Moore expose alors combien la caste politique dirigeante est liée aux grandes entreprises américaines : Bush père siège dans le conseil de direction de Carlyle Group, consortium englobant des industries d’armement et qui a en particulier fourni une bonne partie de l’arsenal militaire à l’armée américaine en Irak ; Richard Cheney (vice-président) est l’ancien P-DG du groupe Halliburton, premier groupe de services pétroliers dans le monde ; Donald Rumsfeld (secrétaire à la Défense) est membre du conseil d’administration du groupe ADB, grand fournisseur d’armes nucléaires ; Colin Powell (secrétaire d’État, l’équivalent du ministre des affaires étrangères) a appartenu à la direction du groupe Gulfstream Aerospace Corporation ; Condoleezza Rice (conseillère à la sécurité nationale) a été présidente de Chevron, une gigantesque compagnie pétrolière… Bref, c’est le monde des marchands de pétrole et de canons au pouvoir. La famille Bush est par ailleurs très étroitement liée aux « Saoudiens » et tout particulièrement à la famille Ben Laden. On le savait déjà, mais Fahrenheit 9/11, par la convergence des images et des preuves qu’il propose, le confirme de manière irrévocable. En ouverture du film, Moore montre tous ces menteurs d’État en train de se faire maquiller avant leurs passages à la télévision, métaphore de la mise en scène, des mystifications, du maquillage que constitue leur pouvoir.

Le mensonge, donc, tel est l’un des moteurs de la dénonciation du film, mais aussi l’impudence de ceux qui n’ont pour but que de faire du profit. Parmi les morceaux d’anthologie de Fahrenheit 9/11 figure cette séquence montrant un colloque d’hommes d’affaires intitulé « Rebuilding Irak ». L’un des intervenants fait un lapsus, parlant d’ « invasion » de l’Irak, avant de se rattraper et de corriger en un plus politiquement correct « libération de l’Irak ». Mais l’essentiel est bien, dans cette séquence, la façon dont ces patrons expliquent tranquillement que l’Irak est devenu l’un des marchés les plus juteux du monde, quasiment réservé aux entreprises américaines et que celles-ci pourront gagner leur « part du gâteau » : « business, do business », tel est leur unique mot d’ordre, et ils ne s’en cachent pas. La force de frappe du film réside bien dans cette éclatante démonstration du cynisme capitaliste, en contraste avec les images terribles de l’Irak bombardé que Moore ne manque pas de projeter à l’écran.
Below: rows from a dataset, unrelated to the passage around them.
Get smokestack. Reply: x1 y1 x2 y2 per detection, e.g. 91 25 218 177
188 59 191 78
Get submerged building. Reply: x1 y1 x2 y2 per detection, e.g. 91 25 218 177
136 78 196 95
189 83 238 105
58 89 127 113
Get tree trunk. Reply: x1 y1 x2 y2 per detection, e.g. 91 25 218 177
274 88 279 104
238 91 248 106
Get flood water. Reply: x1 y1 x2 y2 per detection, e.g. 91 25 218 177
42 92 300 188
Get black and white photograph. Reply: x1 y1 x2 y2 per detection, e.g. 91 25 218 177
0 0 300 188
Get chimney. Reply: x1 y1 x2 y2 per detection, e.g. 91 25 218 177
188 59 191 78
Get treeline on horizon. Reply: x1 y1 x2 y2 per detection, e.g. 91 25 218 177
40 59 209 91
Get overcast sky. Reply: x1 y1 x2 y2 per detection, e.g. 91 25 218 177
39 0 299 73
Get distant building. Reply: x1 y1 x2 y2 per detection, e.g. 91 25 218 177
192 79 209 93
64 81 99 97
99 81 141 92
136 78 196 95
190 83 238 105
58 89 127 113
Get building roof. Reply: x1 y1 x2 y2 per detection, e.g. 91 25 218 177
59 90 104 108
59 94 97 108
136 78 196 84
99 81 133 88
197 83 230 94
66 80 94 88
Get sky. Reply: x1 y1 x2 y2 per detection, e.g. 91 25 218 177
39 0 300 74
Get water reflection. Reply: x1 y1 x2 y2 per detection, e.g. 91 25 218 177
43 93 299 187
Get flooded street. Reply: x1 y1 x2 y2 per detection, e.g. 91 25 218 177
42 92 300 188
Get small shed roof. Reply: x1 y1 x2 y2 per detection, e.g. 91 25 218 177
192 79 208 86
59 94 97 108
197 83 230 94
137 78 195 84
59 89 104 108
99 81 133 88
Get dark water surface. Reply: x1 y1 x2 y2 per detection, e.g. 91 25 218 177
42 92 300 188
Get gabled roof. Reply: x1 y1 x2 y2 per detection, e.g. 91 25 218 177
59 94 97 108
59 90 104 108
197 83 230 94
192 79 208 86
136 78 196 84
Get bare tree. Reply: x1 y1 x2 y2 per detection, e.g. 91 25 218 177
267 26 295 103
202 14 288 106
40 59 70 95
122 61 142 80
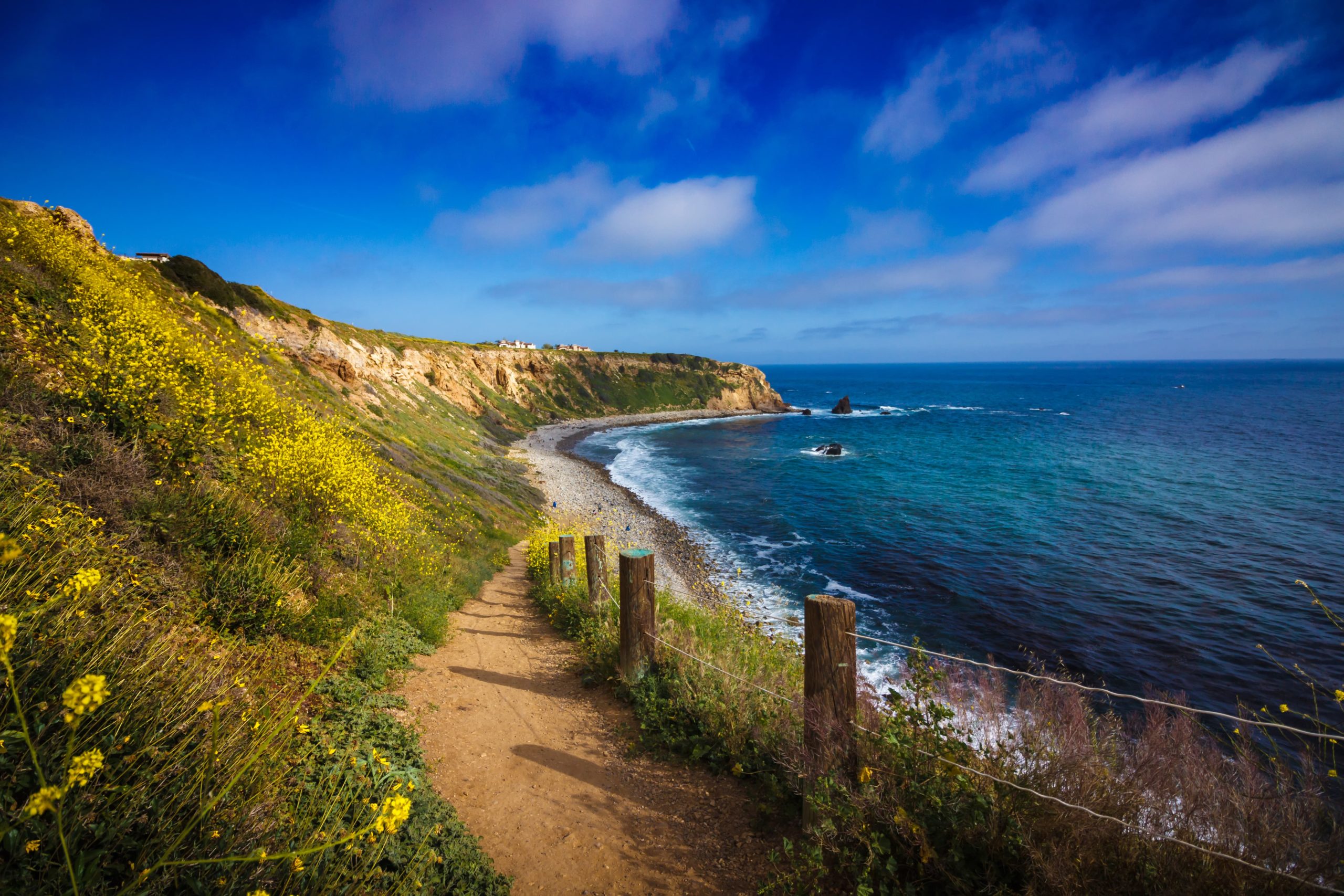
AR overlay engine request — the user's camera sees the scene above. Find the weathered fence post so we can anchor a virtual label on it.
[620,548,657,680]
[561,535,575,584]
[583,535,606,605]
[802,594,859,767]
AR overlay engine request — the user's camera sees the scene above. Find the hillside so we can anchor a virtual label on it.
[0,200,782,893]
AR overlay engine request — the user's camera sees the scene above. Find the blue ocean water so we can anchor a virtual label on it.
[579,361,1344,709]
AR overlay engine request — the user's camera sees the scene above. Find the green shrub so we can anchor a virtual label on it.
[203,551,308,638]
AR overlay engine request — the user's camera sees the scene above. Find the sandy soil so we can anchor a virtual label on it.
[402,545,775,896]
[514,411,761,593]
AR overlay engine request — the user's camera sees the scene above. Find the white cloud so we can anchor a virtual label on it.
[844,208,929,255]
[638,87,677,130]
[1024,99,1344,251]
[433,163,618,246]
[328,0,679,109]
[965,43,1301,192]
[574,177,757,260]
[485,274,706,309]
[1113,255,1344,289]
[722,248,1013,308]
[863,26,1073,160]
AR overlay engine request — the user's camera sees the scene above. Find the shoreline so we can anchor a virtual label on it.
[514,410,769,595]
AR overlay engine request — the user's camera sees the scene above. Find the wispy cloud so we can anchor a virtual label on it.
[433,163,620,247]
[1024,99,1344,252]
[965,41,1303,192]
[574,177,757,260]
[328,0,680,109]
[485,274,706,310]
[742,248,1013,307]
[844,208,930,255]
[1111,255,1344,289]
[432,163,758,262]
[799,296,1267,339]
[863,26,1073,160]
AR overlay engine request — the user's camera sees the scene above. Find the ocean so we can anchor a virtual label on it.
[578,361,1344,711]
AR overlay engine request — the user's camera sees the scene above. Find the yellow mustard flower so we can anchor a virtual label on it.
[23,785,60,815]
[0,532,23,563]
[60,570,102,598]
[374,795,411,834]
[66,750,103,790]
[60,674,110,723]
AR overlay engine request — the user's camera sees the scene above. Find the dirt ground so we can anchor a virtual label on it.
[402,545,777,896]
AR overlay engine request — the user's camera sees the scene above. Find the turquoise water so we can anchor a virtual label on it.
[579,361,1344,708]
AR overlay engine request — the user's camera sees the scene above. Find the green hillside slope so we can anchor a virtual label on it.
[0,200,782,893]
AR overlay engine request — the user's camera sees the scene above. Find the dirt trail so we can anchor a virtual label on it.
[402,547,774,896]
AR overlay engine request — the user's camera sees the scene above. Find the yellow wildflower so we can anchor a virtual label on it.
[374,797,411,834]
[66,750,102,790]
[0,532,23,563]
[60,570,102,598]
[60,674,109,723]
[23,785,60,815]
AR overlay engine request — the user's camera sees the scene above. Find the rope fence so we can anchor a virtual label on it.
[540,537,1344,894]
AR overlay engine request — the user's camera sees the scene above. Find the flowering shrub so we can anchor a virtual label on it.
[5,215,430,550]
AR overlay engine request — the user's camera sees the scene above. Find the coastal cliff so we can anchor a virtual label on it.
[230,306,788,423]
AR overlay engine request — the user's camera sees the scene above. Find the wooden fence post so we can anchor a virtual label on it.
[620,548,657,680]
[561,535,575,584]
[583,535,606,605]
[802,594,859,768]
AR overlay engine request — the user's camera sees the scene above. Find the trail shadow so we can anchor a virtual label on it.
[458,629,535,641]
[512,744,625,795]
[447,666,567,697]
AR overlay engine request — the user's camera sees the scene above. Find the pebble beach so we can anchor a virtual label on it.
[514,411,761,593]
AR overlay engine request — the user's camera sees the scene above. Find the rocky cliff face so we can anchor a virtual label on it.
[16,202,789,431]
[230,308,788,419]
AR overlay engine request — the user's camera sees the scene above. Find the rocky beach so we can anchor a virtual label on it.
[514,410,762,594]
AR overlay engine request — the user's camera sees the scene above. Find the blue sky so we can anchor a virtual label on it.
[0,0,1344,363]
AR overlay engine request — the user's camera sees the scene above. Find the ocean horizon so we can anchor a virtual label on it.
[576,360,1344,711]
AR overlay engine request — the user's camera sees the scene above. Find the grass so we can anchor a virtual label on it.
[0,200,785,896]
[528,520,1344,894]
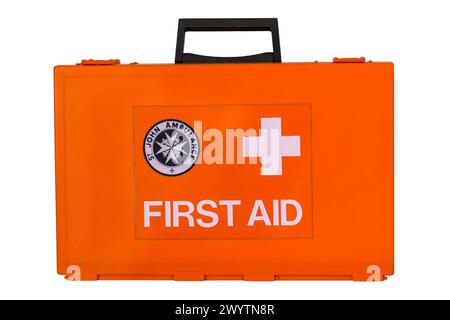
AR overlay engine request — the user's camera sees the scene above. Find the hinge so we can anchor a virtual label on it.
[79,59,120,66]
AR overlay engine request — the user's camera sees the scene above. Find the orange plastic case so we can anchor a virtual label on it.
[55,21,394,281]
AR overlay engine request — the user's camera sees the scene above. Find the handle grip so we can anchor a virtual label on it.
[175,18,281,63]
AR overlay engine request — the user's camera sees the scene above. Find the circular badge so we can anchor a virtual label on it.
[144,119,200,176]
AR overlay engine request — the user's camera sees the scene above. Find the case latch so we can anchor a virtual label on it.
[333,57,366,63]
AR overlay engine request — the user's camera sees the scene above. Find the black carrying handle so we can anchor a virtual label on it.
[175,18,281,63]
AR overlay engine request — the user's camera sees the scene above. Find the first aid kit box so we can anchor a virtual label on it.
[54,19,394,281]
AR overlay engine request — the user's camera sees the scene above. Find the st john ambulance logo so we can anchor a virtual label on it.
[144,119,200,176]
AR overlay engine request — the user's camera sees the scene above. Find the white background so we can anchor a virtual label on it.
[0,0,450,299]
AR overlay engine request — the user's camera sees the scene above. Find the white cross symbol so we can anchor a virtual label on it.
[242,118,300,176]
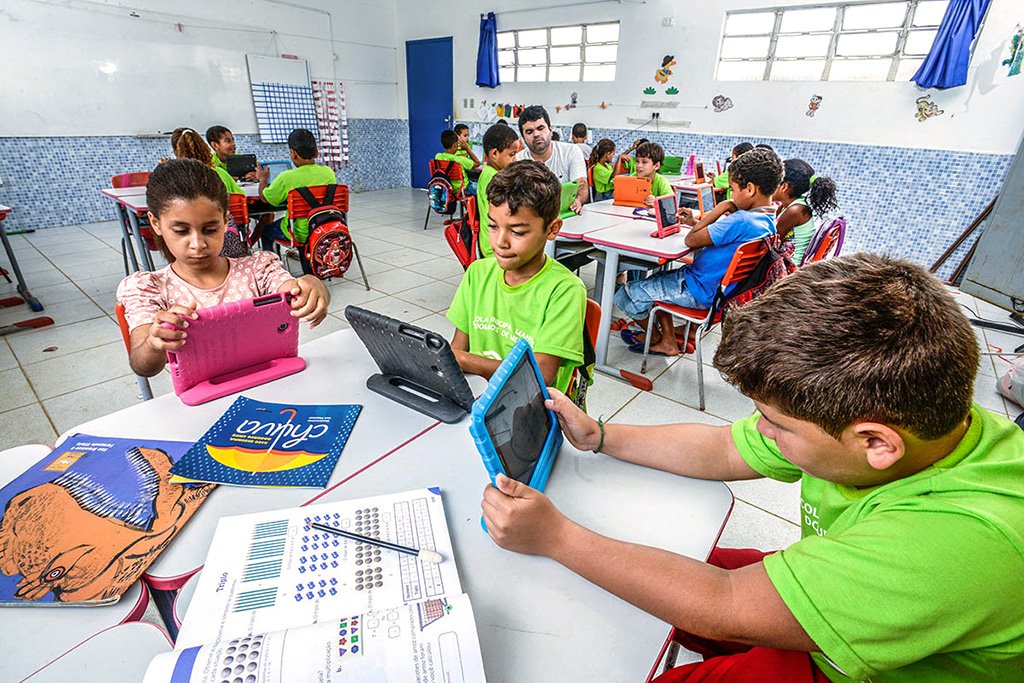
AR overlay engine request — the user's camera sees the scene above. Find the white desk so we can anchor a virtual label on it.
[299,423,733,683]
[60,331,473,590]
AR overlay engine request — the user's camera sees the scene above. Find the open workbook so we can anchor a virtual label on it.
[144,488,484,683]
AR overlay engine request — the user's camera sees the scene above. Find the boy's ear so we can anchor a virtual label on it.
[849,422,906,471]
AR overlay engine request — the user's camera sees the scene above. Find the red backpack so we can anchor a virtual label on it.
[295,185,352,280]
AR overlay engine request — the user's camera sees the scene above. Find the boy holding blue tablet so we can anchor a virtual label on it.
[447,161,587,401]
[482,254,1024,683]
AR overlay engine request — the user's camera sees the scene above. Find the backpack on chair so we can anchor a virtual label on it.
[296,185,352,280]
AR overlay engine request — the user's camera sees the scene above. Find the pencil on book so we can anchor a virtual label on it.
[309,522,444,564]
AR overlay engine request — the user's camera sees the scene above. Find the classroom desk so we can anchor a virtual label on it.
[583,211,690,379]
[0,204,43,312]
[60,331,483,590]
[288,423,733,683]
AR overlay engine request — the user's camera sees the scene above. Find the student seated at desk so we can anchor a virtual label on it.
[434,130,476,197]
[254,128,338,253]
[772,159,839,265]
[118,159,331,377]
[482,252,1024,683]
[614,150,782,355]
[476,123,519,258]
[447,161,587,401]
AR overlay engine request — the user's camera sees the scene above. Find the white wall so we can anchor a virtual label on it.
[0,0,401,136]
[397,0,1024,154]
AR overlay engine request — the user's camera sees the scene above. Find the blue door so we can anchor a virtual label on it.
[406,36,455,187]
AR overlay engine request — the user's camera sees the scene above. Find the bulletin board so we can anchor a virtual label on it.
[246,54,316,142]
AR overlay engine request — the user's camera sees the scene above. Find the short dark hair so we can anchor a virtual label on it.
[732,142,754,157]
[715,254,979,440]
[288,128,316,159]
[145,159,227,263]
[206,126,231,144]
[636,142,665,164]
[519,104,551,134]
[441,130,459,150]
[483,123,519,154]
[729,148,783,197]
[487,158,562,225]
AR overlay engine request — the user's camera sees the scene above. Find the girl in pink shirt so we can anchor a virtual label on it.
[118,159,331,377]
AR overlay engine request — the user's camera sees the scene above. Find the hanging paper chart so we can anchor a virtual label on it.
[246,54,316,142]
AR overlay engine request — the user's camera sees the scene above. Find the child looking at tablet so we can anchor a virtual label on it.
[447,160,587,397]
[118,159,331,377]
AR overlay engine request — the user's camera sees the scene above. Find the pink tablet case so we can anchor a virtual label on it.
[167,294,306,405]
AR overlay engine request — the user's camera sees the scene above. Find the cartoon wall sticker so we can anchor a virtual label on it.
[1002,24,1024,76]
[914,95,944,122]
[711,95,732,114]
[807,95,821,119]
[654,54,676,83]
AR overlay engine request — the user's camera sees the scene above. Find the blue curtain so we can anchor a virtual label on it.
[476,12,502,88]
[910,0,991,88]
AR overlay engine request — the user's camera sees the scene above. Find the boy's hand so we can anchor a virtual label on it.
[480,474,568,555]
[146,302,199,351]
[288,275,331,329]
[544,387,601,451]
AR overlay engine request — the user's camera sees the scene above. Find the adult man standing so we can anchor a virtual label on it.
[515,104,590,213]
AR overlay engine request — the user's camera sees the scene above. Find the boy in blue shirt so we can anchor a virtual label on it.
[614,150,783,355]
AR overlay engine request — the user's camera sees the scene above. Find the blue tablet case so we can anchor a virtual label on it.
[469,339,562,505]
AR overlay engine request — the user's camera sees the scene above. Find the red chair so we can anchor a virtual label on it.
[640,240,768,411]
[274,185,370,292]
[423,159,467,229]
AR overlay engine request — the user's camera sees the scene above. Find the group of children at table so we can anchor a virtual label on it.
[118,107,1024,683]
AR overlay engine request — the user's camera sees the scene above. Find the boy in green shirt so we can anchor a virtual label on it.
[434,130,476,196]
[254,128,338,252]
[476,124,519,257]
[482,254,1024,683]
[447,160,587,391]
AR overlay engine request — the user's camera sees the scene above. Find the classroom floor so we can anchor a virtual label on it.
[0,188,1021,561]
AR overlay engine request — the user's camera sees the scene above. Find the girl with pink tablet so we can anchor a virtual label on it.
[118,159,331,377]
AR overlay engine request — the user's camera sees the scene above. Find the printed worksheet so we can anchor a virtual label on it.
[175,487,462,651]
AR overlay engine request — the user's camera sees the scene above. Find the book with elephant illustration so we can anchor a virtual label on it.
[0,434,214,606]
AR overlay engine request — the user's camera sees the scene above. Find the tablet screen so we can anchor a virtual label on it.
[483,354,551,484]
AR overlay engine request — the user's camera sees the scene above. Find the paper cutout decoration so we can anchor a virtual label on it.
[1002,24,1024,77]
[654,54,676,83]
[914,95,944,123]
[807,95,821,119]
[711,95,732,114]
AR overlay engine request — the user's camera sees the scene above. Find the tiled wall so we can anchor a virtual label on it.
[0,119,410,230]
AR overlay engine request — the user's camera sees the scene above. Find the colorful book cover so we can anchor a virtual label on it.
[171,396,362,488]
[0,434,214,606]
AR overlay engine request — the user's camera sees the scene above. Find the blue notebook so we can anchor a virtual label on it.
[171,396,362,488]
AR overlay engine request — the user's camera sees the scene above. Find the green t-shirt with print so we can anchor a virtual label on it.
[732,405,1024,683]
[476,164,498,258]
[263,164,338,244]
[447,258,587,391]
[594,164,615,194]
[434,152,473,191]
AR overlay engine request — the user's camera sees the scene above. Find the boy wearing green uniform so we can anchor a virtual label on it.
[482,254,1024,683]
[476,124,519,258]
[447,161,587,391]
[256,128,338,251]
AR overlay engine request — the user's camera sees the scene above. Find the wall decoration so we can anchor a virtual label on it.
[807,95,821,119]
[711,95,732,114]
[1002,24,1024,76]
[914,95,944,122]
[654,54,676,83]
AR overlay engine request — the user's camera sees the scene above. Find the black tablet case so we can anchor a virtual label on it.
[345,306,473,423]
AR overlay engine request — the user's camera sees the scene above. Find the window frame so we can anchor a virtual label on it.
[498,20,622,83]
[715,0,948,83]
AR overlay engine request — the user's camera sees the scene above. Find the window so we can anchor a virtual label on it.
[498,22,618,83]
[715,0,949,81]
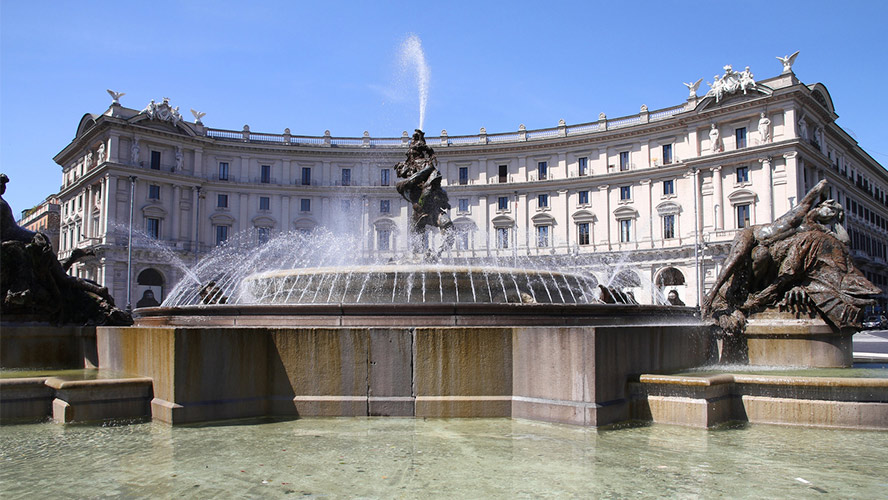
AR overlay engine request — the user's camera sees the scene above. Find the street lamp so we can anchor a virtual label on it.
[126,175,137,312]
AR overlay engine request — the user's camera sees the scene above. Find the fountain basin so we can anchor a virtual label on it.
[242,264,598,304]
[629,373,888,430]
[97,303,713,426]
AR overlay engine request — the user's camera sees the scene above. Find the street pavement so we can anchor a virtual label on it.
[853,330,888,361]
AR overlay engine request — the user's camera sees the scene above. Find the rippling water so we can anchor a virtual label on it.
[0,418,888,499]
D’autres scènes encore sont particulièrement frappantes : ce sont celles qui ont trait au recrutement des boys par l’armée américaine. Deux agents recruteurs en grand uniforme militaire viennent ainsi traîner devant les supermarchés pour proposer à des jeunes au chômage ou manquant d’argent pour financer leurs études ou leurs projets, de s’engager. Au total, le film montre à quel point la plupart des « GIs » sont des jeunes issus des familles les plus défavorisées, sans ressources et qui n’ont d’autre moyen pour s’en sortir que de s’engager dans l’armée, au moins temporairement. Une fois en Irak, ces jeunes, des adolescents encore, sont totalement perdus, moralement atteints. Tandis que les uns se réfugient dans la violence extrême — certaines images, hélas bien réelles quant à elles, rappellent ainsi le Kubrick de Full Metall Jacket —, d’autres sombrent dans le désarroi de voir qu’ils viennent semer la mort parmi des innocents. Certains de leurs regards ne trompent pas, dès lors, sur leur détresse.

L’accueil que Fahrenheit 9/11 a reçu aux États-Unis est inédit pour un documentaire. Il recèle de fait de fortes qualités : c’est avant tout un film, qui est certes un documentaire, mais qui sait cependant puiser dans les ressorts de la fiction : il parvient à tenir son spectateur en haleine, lui offre des personnages, lui raconte une histoire. Certains passages sont absolument bouleversants, comme celui qui montre cette mère d’un jeune soldat en Irak, d’abord elle-même très patriote, allant chaque jour accrocher la bannière étoilée sur le mur de sa maison. On la retrouve ensuite alors que son fils est mort en Irak. Et sa douleur, extrême, est montrée avec la pudeur qui s’impose devant ce drame indicible et aussi l’indignation que la politique meurtrière du gouvernement suscite face à de telles souffrances.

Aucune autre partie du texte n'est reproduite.